I am not western person so I don't understand what does it mean?

Someone helps me, please?

Thanks


----------



## chicken999 (May 2, 2013)

What sort of visa? Do u mean u don't have 2 Australian citizens to do stat decs in support of ur relationship?


----------



## chocoboorin (Apr 22, 2013)

chicken999 said:


> What sort of visa? Do u mean u don't have 2 Australian citizens to do stat decs in support of ur relationship?


sorry, I am asking in the wrong place. I am doing my 300 subclass visa, and we dont have any Australian citizens to do stat decs for us.


----------



## chicken999 (May 2, 2013)

Does your fiancé not have relatives in Australia who u talk to on the phone and on Skype? Or friends? U can at least do stat decs by these people backed up by stat decs from other nationalities


----------



## chocoboorin (Apr 22, 2013)

chicken999 said:


> Does your fiancé not have relatives in Australia who u talk to on the phone and on Skype? Or friends? U can at least do stat decs by these people backed up by stat decs from other nationalities


Sorry for a late reply, my bf has no friends and I have never talked to his relatives on skype. He work at night and talk to no one, live alone, have no friend. So I don't know how can we have stat decs from Australian people for us


----------



## chicken999 (May 2, 2013)

U have to make the effort to talk to his relatives on Skype it's important and if he has no friends what about his workmates I got one from my boss and my secretary also. U need to do this so u have to finda way


----------



## queliwantstogo (Apr 29, 2013)

I agree with chicken here. If his friends or family don't know about your relationship, you should make them aware, get to know them, and try to get them to write statutory declarations. If this is impossible, there should still be plenty of other Australian citizens or permanent residents that you could ask. What about his neighbors (or your neighbors)? What about previous housemates or roommates? What about his (or your) Australian workmates, classmates, professors or teachers, bosses or employees?
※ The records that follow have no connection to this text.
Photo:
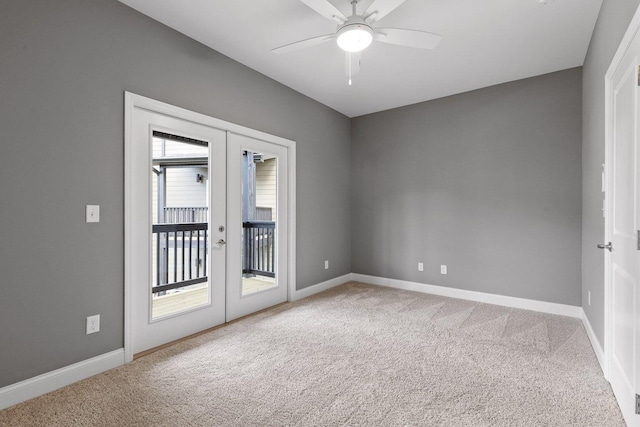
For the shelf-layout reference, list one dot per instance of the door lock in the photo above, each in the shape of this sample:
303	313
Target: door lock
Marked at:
608	246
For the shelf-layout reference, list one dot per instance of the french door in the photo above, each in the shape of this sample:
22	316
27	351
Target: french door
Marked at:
208	222
179	283
257	218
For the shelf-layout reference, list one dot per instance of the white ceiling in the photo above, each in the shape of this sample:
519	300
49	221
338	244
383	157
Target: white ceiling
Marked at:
485	42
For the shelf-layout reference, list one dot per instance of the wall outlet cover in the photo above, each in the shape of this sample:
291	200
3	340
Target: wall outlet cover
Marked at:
93	324
93	213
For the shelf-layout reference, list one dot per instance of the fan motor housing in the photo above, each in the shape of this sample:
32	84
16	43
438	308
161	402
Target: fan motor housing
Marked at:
354	35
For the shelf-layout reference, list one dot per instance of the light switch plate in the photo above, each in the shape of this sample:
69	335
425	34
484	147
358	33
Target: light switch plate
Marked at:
93	213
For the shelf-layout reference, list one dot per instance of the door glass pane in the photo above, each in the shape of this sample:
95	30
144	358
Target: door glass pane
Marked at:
259	213
180	213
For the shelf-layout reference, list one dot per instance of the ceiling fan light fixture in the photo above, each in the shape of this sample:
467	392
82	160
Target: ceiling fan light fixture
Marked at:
354	37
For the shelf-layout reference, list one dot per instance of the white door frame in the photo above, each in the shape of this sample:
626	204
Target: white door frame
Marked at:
133	101
625	44
623	49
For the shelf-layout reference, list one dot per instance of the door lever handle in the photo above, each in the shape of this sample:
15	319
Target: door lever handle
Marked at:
608	246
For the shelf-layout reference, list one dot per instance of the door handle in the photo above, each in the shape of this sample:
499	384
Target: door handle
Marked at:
608	246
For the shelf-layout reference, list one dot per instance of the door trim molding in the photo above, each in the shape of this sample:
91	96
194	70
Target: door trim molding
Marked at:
629	36
132	102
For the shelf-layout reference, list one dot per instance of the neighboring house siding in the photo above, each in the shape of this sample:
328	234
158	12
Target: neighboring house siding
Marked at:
266	186
183	189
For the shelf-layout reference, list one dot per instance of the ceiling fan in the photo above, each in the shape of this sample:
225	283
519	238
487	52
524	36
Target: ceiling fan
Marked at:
356	32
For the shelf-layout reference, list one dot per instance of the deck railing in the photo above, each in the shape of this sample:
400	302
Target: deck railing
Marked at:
259	238
181	255
180	215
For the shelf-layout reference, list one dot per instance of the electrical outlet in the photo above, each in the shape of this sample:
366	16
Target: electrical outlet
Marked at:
93	324
92	213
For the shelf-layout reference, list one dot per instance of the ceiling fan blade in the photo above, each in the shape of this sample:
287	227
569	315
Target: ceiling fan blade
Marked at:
381	8
326	9
303	44
351	63
409	38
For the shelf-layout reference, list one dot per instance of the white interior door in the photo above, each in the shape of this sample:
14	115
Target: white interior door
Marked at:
257	219
623	223
177	213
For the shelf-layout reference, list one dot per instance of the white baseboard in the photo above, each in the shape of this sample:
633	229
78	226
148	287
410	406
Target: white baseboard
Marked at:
314	289
522	303
597	348
45	383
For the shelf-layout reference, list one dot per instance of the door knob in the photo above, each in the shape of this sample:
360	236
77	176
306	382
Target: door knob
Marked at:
608	246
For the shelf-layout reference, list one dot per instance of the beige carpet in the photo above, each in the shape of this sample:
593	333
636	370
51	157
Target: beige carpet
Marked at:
357	355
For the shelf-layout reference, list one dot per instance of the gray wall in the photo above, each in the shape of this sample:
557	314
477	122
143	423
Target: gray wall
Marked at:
64	67
614	18
487	182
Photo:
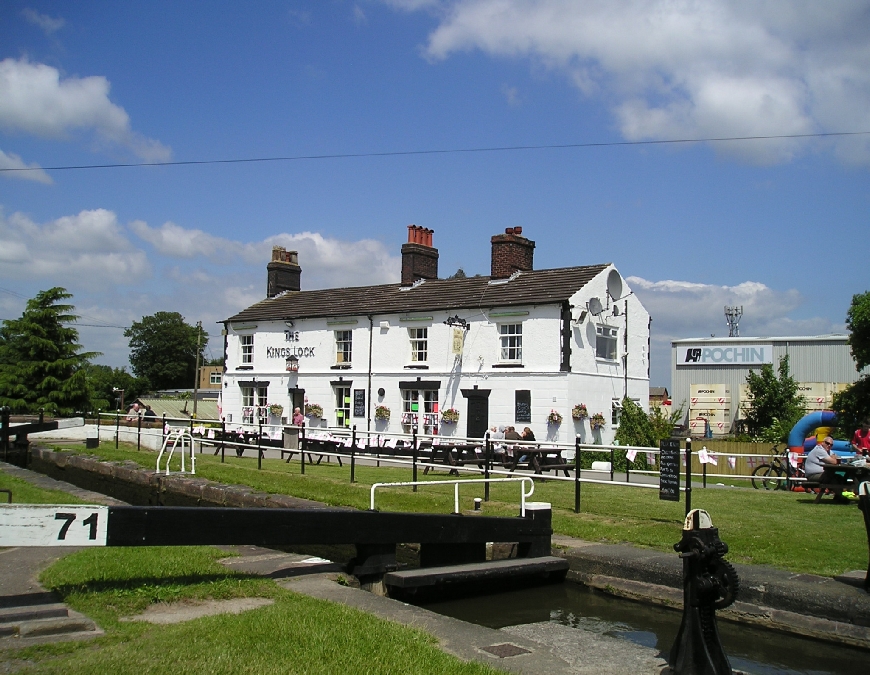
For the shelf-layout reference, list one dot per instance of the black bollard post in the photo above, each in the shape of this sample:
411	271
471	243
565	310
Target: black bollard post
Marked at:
4	431
223	437
487	456
688	475
576	474
611	464
352	453
414	454
864	505
302	447
709	583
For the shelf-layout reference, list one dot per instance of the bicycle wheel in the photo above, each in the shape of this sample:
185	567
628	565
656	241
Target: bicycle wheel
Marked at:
765	476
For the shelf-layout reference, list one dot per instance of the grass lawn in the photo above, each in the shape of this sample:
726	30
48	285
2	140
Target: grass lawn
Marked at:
26	493
783	529
297	634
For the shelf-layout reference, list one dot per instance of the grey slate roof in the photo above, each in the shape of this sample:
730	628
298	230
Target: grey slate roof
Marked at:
537	287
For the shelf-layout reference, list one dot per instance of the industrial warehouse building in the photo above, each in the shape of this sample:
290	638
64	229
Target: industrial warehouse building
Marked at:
506	349
708	375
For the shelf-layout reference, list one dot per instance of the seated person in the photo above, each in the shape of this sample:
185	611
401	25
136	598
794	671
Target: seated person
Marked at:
861	440
816	461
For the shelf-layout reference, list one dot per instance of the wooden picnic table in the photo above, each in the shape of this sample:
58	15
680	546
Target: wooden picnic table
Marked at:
538	458
838	477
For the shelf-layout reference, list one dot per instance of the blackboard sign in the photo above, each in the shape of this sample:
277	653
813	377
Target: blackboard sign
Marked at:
359	402
669	470
522	405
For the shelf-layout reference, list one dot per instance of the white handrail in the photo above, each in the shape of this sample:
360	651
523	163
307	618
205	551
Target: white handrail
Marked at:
455	483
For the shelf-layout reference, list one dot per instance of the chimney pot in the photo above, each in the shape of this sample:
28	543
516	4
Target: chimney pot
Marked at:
419	258
511	252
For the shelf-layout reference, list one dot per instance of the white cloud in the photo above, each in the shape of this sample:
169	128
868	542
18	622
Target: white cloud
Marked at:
325	261
689	69
683	309
34	173
88	250
35	100
511	95
48	24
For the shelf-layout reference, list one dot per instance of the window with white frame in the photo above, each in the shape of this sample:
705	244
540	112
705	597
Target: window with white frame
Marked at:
605	342
421	408
342	406
247	342
343	346
511	339
254	404
419	344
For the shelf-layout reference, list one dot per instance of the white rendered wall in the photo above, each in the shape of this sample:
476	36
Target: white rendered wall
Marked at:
593	381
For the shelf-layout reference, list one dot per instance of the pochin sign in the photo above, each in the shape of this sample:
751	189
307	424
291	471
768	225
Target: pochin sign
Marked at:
732	355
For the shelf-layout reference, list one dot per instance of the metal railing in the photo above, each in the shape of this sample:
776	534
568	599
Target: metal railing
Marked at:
460	481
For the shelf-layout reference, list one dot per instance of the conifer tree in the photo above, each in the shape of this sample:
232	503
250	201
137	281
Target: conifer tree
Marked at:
41	362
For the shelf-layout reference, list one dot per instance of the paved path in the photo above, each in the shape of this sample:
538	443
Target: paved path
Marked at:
29	614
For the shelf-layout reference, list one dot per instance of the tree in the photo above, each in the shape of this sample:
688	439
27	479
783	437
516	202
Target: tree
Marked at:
163	350
776	405
41	365
634	426
853	403
858	322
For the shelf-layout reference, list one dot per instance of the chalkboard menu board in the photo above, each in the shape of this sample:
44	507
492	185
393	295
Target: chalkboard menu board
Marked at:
523	405
359	402
669	470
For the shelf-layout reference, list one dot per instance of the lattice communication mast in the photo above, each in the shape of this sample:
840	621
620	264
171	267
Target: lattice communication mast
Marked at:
732	316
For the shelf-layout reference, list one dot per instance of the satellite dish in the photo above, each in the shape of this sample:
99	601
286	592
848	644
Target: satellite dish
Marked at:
614	285
595	307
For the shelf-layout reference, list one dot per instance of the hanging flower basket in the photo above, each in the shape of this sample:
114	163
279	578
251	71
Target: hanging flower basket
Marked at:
449	416
579	412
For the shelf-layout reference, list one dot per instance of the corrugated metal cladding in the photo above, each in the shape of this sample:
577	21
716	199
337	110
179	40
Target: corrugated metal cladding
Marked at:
823	358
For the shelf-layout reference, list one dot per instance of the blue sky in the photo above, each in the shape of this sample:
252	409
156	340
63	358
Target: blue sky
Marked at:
777	226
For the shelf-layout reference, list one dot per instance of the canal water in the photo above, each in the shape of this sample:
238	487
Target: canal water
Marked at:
752	650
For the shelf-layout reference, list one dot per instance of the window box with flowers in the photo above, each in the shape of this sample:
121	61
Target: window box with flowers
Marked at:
449	416
579	412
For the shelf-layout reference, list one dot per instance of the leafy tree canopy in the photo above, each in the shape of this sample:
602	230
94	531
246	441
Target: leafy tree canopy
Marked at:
776	405
634	426
858	321
163	350
41	362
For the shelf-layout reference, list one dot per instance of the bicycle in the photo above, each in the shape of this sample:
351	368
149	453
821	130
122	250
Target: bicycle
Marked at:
778	474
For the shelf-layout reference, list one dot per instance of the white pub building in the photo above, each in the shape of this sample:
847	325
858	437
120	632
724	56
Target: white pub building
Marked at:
452	356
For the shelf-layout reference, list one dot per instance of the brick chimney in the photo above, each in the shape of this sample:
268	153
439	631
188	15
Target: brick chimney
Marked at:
419	259
283	272
511	252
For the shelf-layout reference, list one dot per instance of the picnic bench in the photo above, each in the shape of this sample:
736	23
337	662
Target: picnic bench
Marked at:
538	458
837	477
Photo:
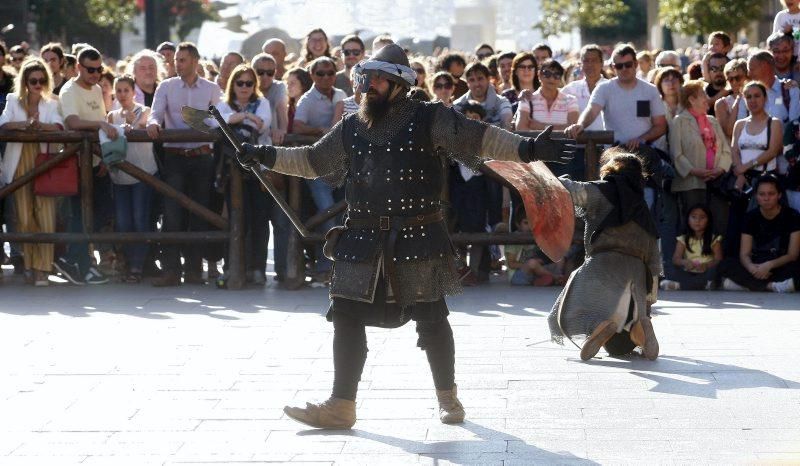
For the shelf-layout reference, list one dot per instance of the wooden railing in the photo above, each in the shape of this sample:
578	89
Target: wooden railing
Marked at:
79	143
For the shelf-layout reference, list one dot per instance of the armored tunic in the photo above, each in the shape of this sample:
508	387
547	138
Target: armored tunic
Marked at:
612	284
393	174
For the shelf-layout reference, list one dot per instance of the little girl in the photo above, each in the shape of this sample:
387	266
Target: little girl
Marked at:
697	253
132	198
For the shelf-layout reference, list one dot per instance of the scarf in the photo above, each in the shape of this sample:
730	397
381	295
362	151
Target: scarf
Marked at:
709	138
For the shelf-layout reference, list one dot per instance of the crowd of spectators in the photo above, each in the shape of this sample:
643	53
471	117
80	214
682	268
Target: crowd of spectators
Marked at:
716	127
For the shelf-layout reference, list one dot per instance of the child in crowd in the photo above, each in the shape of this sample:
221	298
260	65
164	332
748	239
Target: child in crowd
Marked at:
527	264
474	111
132	198
697	253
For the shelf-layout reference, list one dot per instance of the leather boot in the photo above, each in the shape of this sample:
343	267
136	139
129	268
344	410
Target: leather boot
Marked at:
334	413
451	411
650	347
597	339
637	334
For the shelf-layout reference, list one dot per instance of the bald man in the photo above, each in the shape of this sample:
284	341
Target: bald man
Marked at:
276	48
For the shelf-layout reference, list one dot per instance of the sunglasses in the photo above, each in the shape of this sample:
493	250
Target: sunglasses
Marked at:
551	74
92	69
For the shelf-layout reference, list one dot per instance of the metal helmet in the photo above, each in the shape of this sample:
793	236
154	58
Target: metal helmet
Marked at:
390	61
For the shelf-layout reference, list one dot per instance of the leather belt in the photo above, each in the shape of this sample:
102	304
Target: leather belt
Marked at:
385	223
390	226
193	152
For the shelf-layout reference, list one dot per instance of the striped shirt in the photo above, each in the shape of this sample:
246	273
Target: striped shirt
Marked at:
556	115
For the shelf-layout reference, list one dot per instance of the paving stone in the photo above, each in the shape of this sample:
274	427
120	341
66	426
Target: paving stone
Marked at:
195	375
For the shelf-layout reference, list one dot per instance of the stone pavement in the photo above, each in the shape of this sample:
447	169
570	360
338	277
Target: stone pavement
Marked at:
130	374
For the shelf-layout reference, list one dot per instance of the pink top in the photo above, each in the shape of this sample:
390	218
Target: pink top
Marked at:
555	115
709	138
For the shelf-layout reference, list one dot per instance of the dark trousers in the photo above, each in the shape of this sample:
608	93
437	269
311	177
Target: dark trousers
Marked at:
733	269
192	176
257	209
350	353
103	205
132	203
692	280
However, I recently discovered from a post by jmcd in another thread, that the Partner Migration Booklet states that for an offshore partner visa (and i believe a prospective marriage visa) you can provide stat dec's from non-Australian citizens as a last resort if necessary. However, stat dec's from citizens or permanent residents of Australia are obviously better. If you are going to get stat dec's from non-Australians, you should definitely get more than 2 and make sure they are as detailed as possible. If your non-Australian friends do not speak or write in English well, I believe you will need to provide a certified translation, but I am not sure on this.

"If you are outside Australia:
If you are outside Australia and are unable to get an Australian citizen or Australian permanent resident
to complete a statutory declaration in support of your relationship with your partner, you may obtain
statements from people who know you and your sponsor. Such statements are not statutory declarations
under Australian law. However, in accordance with policy, they should be witnessed or certified according
to the legal practices of the relevant country. Failing that, they should be witnessed by a person
whose occupation or qualification is comparable to a person included in the prescribed persons list on
pages 28&#150;29. This person should sign, date and specify their occupation or qualification at the bottom of
the statement.
You should confirm the requirements with the nearest Australian mission overseas when you lodge your
application. Contact details for Australian missions are available from the department&#146;s website
www.immi.gov.au/contacts/"

Here's the link to the booklet: http://www.immi.gov.au/allforms/booklets/1127.pdf

Look specifically at pages 27-29 for info. on stat. dec's and 31-33 for info. on prospective marriage visa paperwork.


----------



## chocoboorin (Apr 22, 2013)

Thanks a lot for all of your advice we will follow it. He try to ask his relative to write stat decs and I will ask my family and cousins to write them beside that too.


----------